Charges of money ties in AIDS drug probe
INTERACTIVE |
Widespread problems
IOM’s review of NIH’s study in Uganda of the AIDS drug nevirapine has international implications.
The study was relied on by the Bush administration to back its decision in 2002 to send hundreds of millions of dollars worth of nevirapine to Africa to help stop the spread of AIDS from mothers to babies. AP reported in December the study violated federal patient protection rules and suffered widespread problems with paperwork and compliance.
NIH officials acknowledge the problems but say they remain confident in the study’s overall conclusion, that nevirapine can be taken safely in single doses. NIH asked IOM last fall to independently investigate its conduct in that study.

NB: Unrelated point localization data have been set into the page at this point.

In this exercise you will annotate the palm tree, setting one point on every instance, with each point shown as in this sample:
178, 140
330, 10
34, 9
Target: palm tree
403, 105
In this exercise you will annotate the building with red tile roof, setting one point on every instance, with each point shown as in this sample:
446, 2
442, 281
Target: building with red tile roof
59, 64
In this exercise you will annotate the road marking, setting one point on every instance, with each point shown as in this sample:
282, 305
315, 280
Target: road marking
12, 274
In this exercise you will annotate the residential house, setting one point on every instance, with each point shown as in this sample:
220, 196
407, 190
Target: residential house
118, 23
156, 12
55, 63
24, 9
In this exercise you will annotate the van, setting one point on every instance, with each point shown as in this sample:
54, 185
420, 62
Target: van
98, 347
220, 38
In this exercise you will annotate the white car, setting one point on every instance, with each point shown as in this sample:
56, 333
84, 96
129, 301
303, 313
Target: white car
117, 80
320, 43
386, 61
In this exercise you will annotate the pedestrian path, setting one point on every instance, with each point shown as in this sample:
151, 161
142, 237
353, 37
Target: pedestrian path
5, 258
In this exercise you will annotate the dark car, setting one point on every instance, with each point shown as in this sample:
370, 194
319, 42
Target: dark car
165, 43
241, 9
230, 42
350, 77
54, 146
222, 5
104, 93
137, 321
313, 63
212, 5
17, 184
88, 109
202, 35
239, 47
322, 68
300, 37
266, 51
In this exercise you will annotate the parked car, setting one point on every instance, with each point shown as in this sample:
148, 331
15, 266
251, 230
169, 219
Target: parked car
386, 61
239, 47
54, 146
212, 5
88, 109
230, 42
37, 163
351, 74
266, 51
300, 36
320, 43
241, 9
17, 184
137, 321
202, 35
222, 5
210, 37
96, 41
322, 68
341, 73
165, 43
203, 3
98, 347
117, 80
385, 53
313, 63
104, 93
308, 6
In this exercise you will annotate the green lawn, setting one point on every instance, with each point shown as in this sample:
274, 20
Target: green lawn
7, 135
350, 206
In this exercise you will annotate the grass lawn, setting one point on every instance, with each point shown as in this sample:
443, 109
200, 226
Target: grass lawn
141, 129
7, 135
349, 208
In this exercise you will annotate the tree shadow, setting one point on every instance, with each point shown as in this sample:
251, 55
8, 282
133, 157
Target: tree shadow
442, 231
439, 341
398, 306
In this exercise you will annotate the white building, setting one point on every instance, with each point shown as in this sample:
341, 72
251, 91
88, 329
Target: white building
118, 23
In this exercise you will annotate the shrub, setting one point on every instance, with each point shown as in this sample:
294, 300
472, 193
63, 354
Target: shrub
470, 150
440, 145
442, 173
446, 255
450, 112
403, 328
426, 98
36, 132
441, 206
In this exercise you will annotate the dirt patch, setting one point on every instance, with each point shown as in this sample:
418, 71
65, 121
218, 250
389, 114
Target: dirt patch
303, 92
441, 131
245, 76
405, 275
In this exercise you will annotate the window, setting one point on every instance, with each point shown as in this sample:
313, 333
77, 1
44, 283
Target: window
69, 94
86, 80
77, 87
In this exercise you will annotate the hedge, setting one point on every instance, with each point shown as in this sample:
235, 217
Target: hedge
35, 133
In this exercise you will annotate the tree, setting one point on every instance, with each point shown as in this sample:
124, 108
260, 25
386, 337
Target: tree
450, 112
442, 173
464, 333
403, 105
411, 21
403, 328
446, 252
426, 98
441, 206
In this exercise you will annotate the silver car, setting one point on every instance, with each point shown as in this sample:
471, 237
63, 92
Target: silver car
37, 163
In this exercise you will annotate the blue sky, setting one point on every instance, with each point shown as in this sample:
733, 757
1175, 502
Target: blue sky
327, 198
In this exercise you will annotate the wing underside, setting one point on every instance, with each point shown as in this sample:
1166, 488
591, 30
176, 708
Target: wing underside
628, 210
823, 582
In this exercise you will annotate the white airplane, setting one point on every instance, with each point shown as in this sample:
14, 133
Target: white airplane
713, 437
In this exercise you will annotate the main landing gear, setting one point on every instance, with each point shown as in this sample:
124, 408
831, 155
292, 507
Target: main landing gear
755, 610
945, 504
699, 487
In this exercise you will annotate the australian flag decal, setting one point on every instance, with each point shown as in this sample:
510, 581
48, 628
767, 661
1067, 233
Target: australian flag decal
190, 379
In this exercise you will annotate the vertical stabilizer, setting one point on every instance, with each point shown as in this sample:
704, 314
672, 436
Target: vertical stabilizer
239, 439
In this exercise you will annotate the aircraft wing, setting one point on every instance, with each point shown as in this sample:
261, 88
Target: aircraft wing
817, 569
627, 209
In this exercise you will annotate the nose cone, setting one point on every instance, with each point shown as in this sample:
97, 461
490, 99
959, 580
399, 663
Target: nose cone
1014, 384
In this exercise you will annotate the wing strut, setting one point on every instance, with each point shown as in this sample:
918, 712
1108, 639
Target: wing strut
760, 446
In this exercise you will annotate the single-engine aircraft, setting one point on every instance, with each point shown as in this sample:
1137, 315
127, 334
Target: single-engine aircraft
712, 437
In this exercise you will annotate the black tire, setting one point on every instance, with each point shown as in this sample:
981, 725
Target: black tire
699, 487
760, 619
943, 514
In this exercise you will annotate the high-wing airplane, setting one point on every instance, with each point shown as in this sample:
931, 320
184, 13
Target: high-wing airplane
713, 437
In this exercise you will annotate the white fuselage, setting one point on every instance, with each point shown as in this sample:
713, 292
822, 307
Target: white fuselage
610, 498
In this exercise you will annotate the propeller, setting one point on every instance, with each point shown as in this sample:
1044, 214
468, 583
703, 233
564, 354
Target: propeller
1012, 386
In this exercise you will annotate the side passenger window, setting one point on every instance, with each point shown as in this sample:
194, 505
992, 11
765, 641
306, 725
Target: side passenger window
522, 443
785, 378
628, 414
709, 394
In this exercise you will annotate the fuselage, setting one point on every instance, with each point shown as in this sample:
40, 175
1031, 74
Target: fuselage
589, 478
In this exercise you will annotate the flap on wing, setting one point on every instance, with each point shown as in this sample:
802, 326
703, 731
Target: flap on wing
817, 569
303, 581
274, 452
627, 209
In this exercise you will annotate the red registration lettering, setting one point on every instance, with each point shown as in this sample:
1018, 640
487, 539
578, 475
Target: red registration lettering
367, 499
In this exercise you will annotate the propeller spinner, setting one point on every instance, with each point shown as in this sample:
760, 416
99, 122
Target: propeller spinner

South Africa is deciding whether to end nevirapine’s use for pregnant mothers.
At least four IOM panel members get their money directly from NIH’s infectious disease institute, whose conduct is at the center of the IOM investigation. Two others get their funding from NIH’s Fogarty International Center, which helps fund research worldwide on issues from AIDS to mental health.
Dr. Mark Kline, an IOM panel member and pediatric AIDS expert at Baylor College of Medicine in Houston, said he receives between $250,000 and $300,000 a year from the NIH. He said he went into the study “as objectively as possible and in an open-minded manner and tried to judge on the basis of the evidence.”
Kline said the NIH money accounts for 5 percent or less of his overall program. “It had never crossed my mind that there would be implications for my funding,” he said.
Other IOM panel members with NIH funding:
—Dr. Wafaa El-Sadr, an AIDS expert at Columbia University, received just over $2 million from NIH’s infectious disease division last year, NIH said.
—Stephen W. Lagakos, director of Harvard University’s Center for Biostatistics in AIDS Research, which received $242,700 from NIH in the past year, NIH said.
—J. Richard Landis, a University of Pennsylvania biostatistics expert who received $136,229 in funding from NIH’s infectious disease division last year, NIH said.
—Dr. Charles van der Horst of the University of North Carolina-Chapel Hill, who helped oversee a multimillion-dollar NIH study on the side effects of AIDS medicines. Last year, his project got more than $120,000 in NIH funding, the agency said.
—George W. Rutherford of the School of Medicine at the University of California, San Francisco, who receives funding through NIH’s Fogarty Center. NIH and IOM confirmed Rutherford was awarded a five-year grant in 2001 for AIDS training and research. Rutherford said he received $243,308 in the past year.